大変な一年だった。しばらく本が読めなかった(気持ちの問題で)。
そして、たしかにいい作品だったのに一年を通して振り返ると、それほど心に残っていない本もあった(これも気持ちの問題です)。
人間は現実が大変なときは本も読めなくなるのかもしれない。
物語の世界に戻るまでとても時間がかかった。
新しい作家の方との出会いが少なかった。
同じ本を2度も3度も繰り返し読むことがなぜか多かった。
そんな2011年だったけれど、それでも振り返ってみると、こんなにたくさんの出会いがありました。

10 「くちびるに歌を」中田永一
五島列島の合唱部の話。どす黒いところがなくて、こまやかな部分も見られて楽しかったです。

9 「仏果を得ず」文庫 三浦しをん
三浦しをんさんをたくさん読んだ一年だったが、文楽を描いたこの作品には新しい出会いがありました。求道のヨロコビというものが溢れている作品だと思います。

8「スローハイツの神様」辻村深月
辻村深月さんにはじめて出会う。セリフがキレがよく心地よかった。また何か読んでみようと思っているがまだ叶っていません。

7 「焼け跡のハイヒール」盛田隆二
いや、「きみがつらいのは、まだあきらめてないから」を入れるべきだろうと思ったけれど、とてもこの作品が好きだったので、ムック本(大人婚)に掲載の分だけど、あえてこちらを。主人公の強い生き方が物語全体をひっぱっていて、とても嬉しくなった物語。そして泣きました。本になるのを楽しみにしています。

6 「困っている人」大野更紗
友人の中で大ブームになった本。闘病ものであるけれど、楽しく、そして、人を想う気持ちの強さが物語をひっぱって行く様子に感動しました。彼女の人生に幸多かれと祈ります。

5 「偉大なるしゅららぼん」万城目学
相変わらずの壮大なほら話。そして、情景のひとつひとつが目にうかぶ細やかな描写が楽しかったです。まったくテンションが落ちてないのがすごいと思います。

4「事の次第」文庫版 佐藤正午
単行本「バニシングポイント」でかなり前に読んでいる。しかし、昨今の佐藤正午さんの作品に通じるものがあって、今回読み返してみて、その手法のすごさに改めて感心させられた。クールな文章がほんっっとカッコイイ作品でした。

3 「モダンタイムス」文庫版 伊坂幸太郎
今回上下巻の文庫。しかも、文庫化にあたって、こんなに結末が変わっていたのが驚きだった。現代には現代にそぐう作品がある。そういうものを完成させるためにこれだけの加筆修正は賞賛したい。
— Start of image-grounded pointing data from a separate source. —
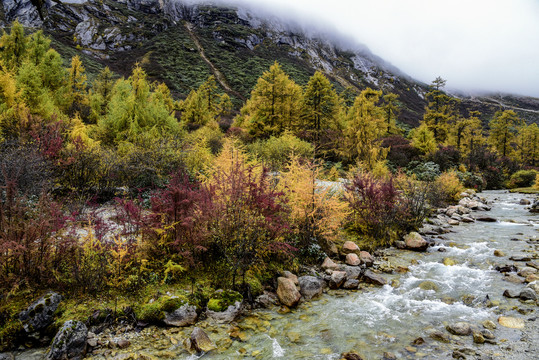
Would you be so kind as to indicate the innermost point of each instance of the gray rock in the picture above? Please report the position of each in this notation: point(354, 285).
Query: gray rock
point(351, 284)
point(527, 294)
point(337, 279)
point(40, 313)
point(310, 286)
point(69, 342)
point(373, 278)
point(460, 328)
point(183, 316)
point(227, 316)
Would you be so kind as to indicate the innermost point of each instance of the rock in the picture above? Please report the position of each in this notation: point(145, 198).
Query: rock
point(352, 272)
point(310, 286)
point(123, 343)
point(329, 264)
point(489, 324)
point(510, 294)
point(229, 315)
point(499, 253)
point(527, 294)
point(350, 247)
point(40, 313)
point(353, 260)
point(372, 278)
point(415, 242)
point(351, 356)
point(267, 300)
point(527, 271)
point(69, 342)
point(351, 284)
point(428, 285)
point(287, 292)
point(337, 279)
point(460, 328)
point(484, 218)
point(511, 322)
point(366, 258)
point(184, 316)
point(289, 275)
point(439, 336)
point(449, 262)
point(200, 342)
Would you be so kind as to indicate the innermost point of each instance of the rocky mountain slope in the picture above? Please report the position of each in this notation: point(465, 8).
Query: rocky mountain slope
point(182, 43)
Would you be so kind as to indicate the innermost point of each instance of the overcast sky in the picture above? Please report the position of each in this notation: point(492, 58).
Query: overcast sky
point(488, 45)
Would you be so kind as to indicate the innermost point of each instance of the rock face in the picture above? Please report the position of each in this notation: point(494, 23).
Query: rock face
point(184, 316)
point(200, 342)
point(69, 342)
point(227, 316)
point(415, 242)
point(460, 328)
point(40, 313)
point(287, 292)
point(353, 260)
point(310, 286)
point(373, 278)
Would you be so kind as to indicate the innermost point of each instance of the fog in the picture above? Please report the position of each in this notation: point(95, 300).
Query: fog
point(479, 45)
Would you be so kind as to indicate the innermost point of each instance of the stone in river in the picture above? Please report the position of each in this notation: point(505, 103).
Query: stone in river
point(511, 322)
point(459, 328)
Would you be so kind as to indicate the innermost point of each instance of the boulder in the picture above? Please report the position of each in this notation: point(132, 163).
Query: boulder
point(415, 242)
point(459, 328)
point(349, 247)
point(227, 316)
point(352, 260)
point(200, 342)
point(337, 279)
point(352, 272)
point(511, 322)
point(267, 300)
point(366, 258)
point(310, 286)
point(69, 342)
point(485, 218)
point(184, 316)
point(40, 313)
point(351, 284)
point(329, 264)
point(373, 278)
point(287, 292)
point(289, 275)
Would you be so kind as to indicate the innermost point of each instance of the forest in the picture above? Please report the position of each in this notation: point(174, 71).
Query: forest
point(113, 190)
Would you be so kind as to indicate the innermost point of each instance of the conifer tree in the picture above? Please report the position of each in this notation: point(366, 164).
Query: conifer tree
point(503, 129)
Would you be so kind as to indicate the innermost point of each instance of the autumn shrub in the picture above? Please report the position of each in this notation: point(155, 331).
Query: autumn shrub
point(374, 209)
point(522, 178)
point(275, 152)
point(447, 189)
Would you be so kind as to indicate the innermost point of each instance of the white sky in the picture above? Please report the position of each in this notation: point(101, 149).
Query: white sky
point(488, 45)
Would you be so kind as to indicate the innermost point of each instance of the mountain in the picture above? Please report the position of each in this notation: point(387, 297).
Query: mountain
point(181, 43)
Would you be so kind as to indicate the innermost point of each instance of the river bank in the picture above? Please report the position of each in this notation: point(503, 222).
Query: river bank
point(454, 281)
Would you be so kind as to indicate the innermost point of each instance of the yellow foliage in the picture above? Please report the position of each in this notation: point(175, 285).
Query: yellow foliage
point(315, 206)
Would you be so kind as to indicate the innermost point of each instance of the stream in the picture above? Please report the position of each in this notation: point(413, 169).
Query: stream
point(423, 295)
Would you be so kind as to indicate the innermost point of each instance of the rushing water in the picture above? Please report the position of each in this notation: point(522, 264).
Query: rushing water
point(374, 320)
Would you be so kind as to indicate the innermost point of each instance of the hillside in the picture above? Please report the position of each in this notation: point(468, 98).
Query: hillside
point(182, 44)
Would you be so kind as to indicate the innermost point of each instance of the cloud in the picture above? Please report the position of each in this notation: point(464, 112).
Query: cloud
point(490, 45)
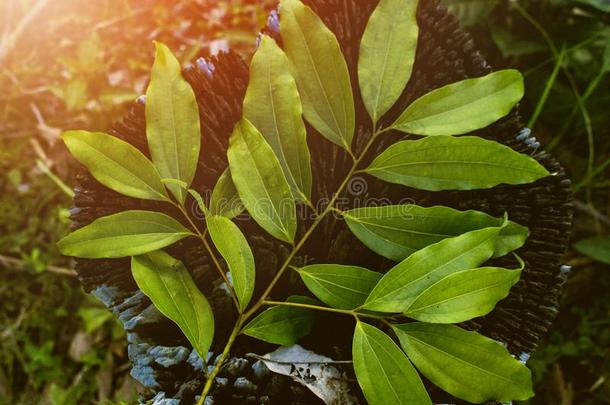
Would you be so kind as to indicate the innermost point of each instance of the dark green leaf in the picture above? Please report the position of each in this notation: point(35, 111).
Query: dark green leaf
point(225, 199)
point(172, 121)
point(283, 325)
point(272, 104)
point(397, 231)
point(320, 71)
point(464, 295)
point(344, 287)
point(597, 247)
point(127, 233)
point(170, 287)
point(464, 106)
point(465, 364)
point(116, 164)
point(383, 371)
point(261, 184)
point(447, 163)
point(387, 54)
point(407, 280)
point(234, 248)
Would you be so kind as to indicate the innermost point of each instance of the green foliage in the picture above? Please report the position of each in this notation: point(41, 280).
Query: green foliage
point(320, 71)
point(234, 248)
point(172, 121)
point(465, 364)
point(376, 355)
point(124, 234)
point(343, 287)
point(170, 287)
point(258, 177)
point(116, 164)
point(447, 163)
point(283, 325)
point(463, 107)
point(383, 71)
point(397, 231)
point(272, 92)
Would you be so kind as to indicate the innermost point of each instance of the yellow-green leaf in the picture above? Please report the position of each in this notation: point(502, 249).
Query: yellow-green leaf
point(127, 233)
point(405, 282)
point(234, 248)
point(397, 231)
point(116, 164)
point(383, 371)
point(464, 295)
point(387, 54)
point(464, 106)
point(320, 71)
point(343, 287)
point(173, 292)
point(465, 364)
point(172, 122)
point(447, 163)
point(272, 104)
point(261, 184)
point(225, 199)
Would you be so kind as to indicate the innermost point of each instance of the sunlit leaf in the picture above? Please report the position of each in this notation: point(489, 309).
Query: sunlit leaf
point(116, 164)
point(465, 364)
point(387, 54)
point(320, 71)
point(127, 233)
point(383, 371)
point(464, 106)
point(397, 231)
point(173, 292)
point(344, 287)
point(234, 248)
point(597, 247)
point(172, 121)
point(464, 295)
point(407, 280)
point(261, 184)
point(283, 325)
point(225, 199)
point(447, 163)
point(272, 104)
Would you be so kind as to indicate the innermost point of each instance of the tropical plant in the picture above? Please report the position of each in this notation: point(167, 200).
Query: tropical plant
point(439, 279)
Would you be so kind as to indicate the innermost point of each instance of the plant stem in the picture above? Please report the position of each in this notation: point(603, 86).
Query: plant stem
point(324, 309)
point(223, 357)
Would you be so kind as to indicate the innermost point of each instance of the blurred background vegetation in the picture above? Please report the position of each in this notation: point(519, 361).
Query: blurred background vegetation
point(77, 64)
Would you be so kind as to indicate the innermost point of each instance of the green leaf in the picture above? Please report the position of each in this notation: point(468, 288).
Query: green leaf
point(127, 233)
point(116, 164)
point(170, 287)
point(272, 104)
point(343, 287)
point(597, 247)
point(172, 121)
point(234, 248)
point(464, 295)
point(283, 325)
point(405, 282)
point(261, 184)
point(383, 371)
point(464, 106)
point(465, 364)
point(447, 163)
point(320, 71)
point(225, 199)
point(387, 54)
point(397, 231)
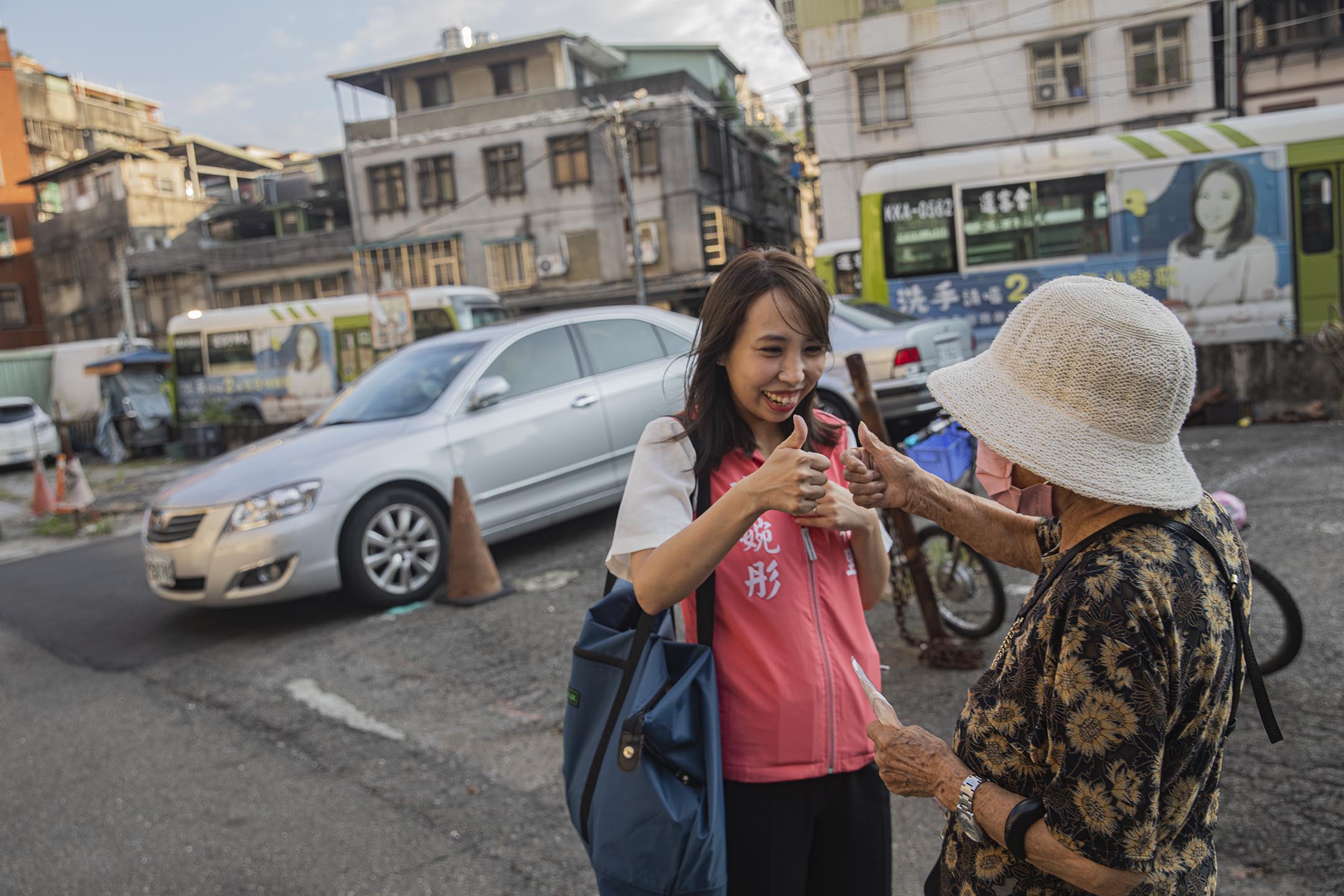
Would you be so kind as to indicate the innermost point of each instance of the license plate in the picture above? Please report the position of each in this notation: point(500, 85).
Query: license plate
point(950, 352)
point(159, 571)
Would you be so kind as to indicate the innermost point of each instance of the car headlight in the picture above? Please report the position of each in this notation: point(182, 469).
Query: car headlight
point(278, 504)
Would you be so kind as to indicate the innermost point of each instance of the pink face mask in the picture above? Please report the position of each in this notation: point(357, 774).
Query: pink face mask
point(995, 474)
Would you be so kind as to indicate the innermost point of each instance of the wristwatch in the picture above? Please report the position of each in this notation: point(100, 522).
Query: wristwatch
point(965, 814)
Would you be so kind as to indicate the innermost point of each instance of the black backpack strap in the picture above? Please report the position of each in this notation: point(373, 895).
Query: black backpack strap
point(704, 594)
point(1241, 633)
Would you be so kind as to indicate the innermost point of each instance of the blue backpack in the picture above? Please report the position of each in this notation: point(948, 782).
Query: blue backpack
point(643, 772)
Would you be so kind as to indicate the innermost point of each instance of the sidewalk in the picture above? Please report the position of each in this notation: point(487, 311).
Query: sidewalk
point(120, 493)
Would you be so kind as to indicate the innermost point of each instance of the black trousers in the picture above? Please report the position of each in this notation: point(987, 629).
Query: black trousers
point(816, 838)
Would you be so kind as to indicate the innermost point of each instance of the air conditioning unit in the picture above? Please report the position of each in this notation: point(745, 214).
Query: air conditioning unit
point(551, 265)
point(648, 245)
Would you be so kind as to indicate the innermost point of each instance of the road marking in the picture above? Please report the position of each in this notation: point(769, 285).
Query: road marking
point(307, 692)
point(546, 581)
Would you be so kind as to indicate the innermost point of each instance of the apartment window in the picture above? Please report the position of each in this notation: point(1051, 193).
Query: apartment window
point(434, 180)
point(1058, 73)
point(1157, 57)
point(882, 97)
point(511, 265)
point(436, 90)
point(505, 170)
point(709, 147)
point(644, 149)
point(388, 189)
point(11, 307)
point(510, 78)
point(1274, 23)
point(569, 160)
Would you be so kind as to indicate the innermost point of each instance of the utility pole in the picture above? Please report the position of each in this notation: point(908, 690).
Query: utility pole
point(128, 316)
point(636, 250)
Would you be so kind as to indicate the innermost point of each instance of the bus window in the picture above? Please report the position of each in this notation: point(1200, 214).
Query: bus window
point(999, 223)
point(432, 322)
point(231, 353)
point(917, 233)
point(1316, 212)
point(487, 315)
point(1071, 217)
point(186, 351)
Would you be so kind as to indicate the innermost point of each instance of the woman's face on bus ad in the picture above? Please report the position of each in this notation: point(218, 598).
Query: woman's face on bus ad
point(1220, 198)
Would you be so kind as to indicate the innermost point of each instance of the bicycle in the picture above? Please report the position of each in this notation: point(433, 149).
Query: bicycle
point(1276, 625)
point(967, 586)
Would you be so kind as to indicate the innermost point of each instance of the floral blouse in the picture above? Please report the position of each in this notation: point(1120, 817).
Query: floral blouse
point(1109, 699)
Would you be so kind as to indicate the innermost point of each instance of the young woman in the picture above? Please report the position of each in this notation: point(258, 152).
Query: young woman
point(796, 563)
point(1221, 259)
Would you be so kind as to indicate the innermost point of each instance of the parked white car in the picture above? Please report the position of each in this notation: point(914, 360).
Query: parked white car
point(541, 417)
point(21, 421)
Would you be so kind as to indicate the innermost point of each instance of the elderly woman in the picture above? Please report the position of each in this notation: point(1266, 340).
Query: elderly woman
point(1088, 755)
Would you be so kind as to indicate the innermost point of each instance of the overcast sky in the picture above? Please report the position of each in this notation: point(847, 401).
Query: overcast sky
point(253, 72)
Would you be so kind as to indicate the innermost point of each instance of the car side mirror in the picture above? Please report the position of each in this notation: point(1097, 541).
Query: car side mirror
point(491, 390)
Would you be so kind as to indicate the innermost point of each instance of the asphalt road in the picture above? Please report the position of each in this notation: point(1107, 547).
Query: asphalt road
point(200, 768)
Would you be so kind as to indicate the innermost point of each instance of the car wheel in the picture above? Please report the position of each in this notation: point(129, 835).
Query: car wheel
point(835, 406)
point(394, 548)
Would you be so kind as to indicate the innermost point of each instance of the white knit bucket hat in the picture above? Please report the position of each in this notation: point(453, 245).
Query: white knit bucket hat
point(1086, 385)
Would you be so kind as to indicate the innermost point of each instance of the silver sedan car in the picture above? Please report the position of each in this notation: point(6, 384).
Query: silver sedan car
point(541, 417)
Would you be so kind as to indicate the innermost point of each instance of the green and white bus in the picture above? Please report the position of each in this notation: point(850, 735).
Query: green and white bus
point(1234, 225)
point(281, 362)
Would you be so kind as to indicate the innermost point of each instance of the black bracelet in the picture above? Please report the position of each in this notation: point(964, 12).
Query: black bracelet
point(1022, 817)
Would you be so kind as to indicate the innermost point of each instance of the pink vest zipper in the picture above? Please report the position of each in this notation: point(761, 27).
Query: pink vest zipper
point(788, 618)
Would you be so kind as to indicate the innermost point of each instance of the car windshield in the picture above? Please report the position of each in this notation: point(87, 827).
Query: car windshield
point(405, 385)
point(870, 316)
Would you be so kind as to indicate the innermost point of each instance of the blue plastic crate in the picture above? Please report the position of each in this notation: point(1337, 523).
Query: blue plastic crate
point(946, 454)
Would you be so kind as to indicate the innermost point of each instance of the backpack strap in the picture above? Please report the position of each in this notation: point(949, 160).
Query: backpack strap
point(704, 594)
point(1241, 633)
point(1241, 630)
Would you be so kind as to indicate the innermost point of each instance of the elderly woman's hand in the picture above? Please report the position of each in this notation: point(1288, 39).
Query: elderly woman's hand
point(880, 476)
point(916, 763)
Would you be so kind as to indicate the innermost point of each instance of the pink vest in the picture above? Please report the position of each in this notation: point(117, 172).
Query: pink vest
point(788, 617)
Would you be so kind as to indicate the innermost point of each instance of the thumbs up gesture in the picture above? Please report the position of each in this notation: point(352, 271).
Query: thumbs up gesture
point(791, 480)
point(880, 476)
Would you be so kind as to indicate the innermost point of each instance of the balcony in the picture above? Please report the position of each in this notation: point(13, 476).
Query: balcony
point(519, 106)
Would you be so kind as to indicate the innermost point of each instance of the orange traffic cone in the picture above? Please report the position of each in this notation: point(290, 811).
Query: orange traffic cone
point(44, 502)
point(472, 577)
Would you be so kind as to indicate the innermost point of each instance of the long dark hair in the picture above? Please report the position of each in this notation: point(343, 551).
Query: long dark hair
point(1244, 223)
point(710, 414)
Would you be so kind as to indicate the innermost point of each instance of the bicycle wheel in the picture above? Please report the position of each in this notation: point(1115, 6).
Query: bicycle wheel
point(1276, 622)
point(969, 592)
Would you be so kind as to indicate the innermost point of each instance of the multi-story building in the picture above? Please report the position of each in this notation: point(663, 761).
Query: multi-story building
point(114, 203)
point(66, 119)
point(1290, 54)
point(287, 237)
point(895, 78)
point(498, 164)
point(21, 307)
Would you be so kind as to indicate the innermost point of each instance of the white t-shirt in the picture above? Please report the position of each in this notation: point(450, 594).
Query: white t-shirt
point(658, 496)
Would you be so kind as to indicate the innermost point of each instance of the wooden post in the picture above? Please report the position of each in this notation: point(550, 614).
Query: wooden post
point(901, 520)
point(940, 650)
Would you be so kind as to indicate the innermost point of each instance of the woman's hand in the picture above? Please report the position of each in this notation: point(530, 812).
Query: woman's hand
point(880, 476)
point(791, 480)
point(838, 511)
point(914, 763)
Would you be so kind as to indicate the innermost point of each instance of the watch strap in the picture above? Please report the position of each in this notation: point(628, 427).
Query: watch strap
point(1020, 820)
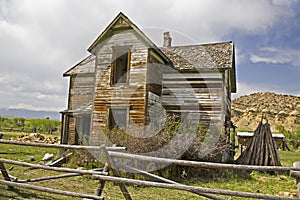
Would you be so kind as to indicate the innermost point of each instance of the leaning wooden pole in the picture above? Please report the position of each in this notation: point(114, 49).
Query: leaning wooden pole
point(296, 174)
point(4, 173)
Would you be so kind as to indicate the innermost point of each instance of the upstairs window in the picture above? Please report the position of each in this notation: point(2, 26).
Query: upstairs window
point(120, 65)
point(118, 117)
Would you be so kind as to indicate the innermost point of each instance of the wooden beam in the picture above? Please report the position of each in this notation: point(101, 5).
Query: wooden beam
point(197, 163)
point(190, 188)
point(116, 172)
point(49, 190)
point(47, 178)
point(62, 146)
point(59, 169)
point(158, 178)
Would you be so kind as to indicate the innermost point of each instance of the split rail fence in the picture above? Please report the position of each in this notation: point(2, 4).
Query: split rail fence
point(111, 166)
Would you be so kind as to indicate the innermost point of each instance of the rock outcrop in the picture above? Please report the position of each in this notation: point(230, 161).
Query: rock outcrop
point(279, 109)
ハードカバーのストリーも文庫のストリーも、選べないほどどちらも好きでした。

2 「身も心も」 盛田隆二
高齢者の恋愛にドキドキさせられた。純粋な美しい気持ちが浮かび上がり、好きな人のために生き延びたいという欲求に、生きることの意味を考えさせられた。とてもいい作品です。梶芽衣子さんで映画化、というのがほんとに実現したらいいなと思っています。

1 「舟を編む」 三浦しをん 光文社
この本に出会えて(幸せだった感)が一番だった作品。辞書を作る、という目標のために集う人の人生が長いスパンで描かれている。どの人も、実現させたいもののためにキラキラしている。「職業もの」というわけでもなく、その職業に関わる人の「深さと真摯さ」がすごく克明かつ楽しく描かれていた。
読んで幸せになれる本、という点で2011年に出会えた最高の本でした。



おまけ。「3月のライオン」「テルマエ・ロマエ」「ヒストリエ」など、コミックの新刊に楽しい作品の多い年でした。小説では「きらら」に連載中の佐藤正午さんの「鳩の撃退法」がどうなるかわくわくどきどき。
これらは未完の作品ですが、今年読んだ中で幸せだった本としてぜひ、名前をあげておきたいと思いました。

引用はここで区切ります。